CYP3A enzymes, due to their role in the metabolism of steroid hormones, are suggested to affect carcinogenesis of hormone-related cancers. The purpose of the present study was to evaluate the association between polymorphisms located in CYP3A43, breast cancer risk, and tumor characteristics.

METHODS:

A 3-plex matrix-assisted laser desorption ionization time of flight mass spectrometry assay has been established for CYP3A43_74_delA (CYP3A43*2A), CYP3A43_1018_C>G (CYP3A43*3), and CYP3A43_1047_C>T (CYP3A43*1B) polymorphisms, and 1021 breast cancer cases and 1015 age-matched, population-based controls from the German GENICA collection have been genotyped.

RESULTS:

No differences in genotype frequencies between cases and controls were observed, indicating that CYP3A43_74_delA is not associated with breast cancer risk.
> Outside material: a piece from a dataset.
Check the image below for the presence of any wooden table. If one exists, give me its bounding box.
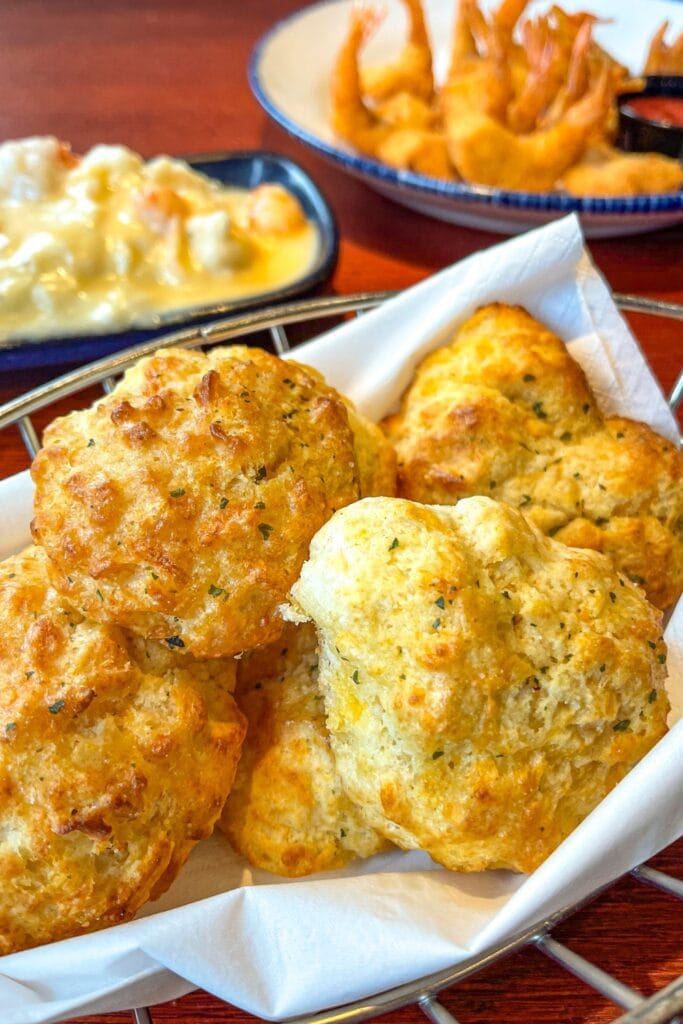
[0,0,683,1024]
Subgroup analyses showed an association between the CYP3A43_74_delA allele and high-grade tumors (odds ratio, 1.74; 95% confidence interval, 1.14-2.65 [P = .010 and Ptrend = .012]).

CONCLUSIONS:

The data support the notion that the CYP3A43_74_delA variant may result in decreased protein and/or activity levels, and this may further lead to increased hormone levels to promote tumor cell growth and hinder differentiation. Cancer 2010. © 2010 American Cancer Society.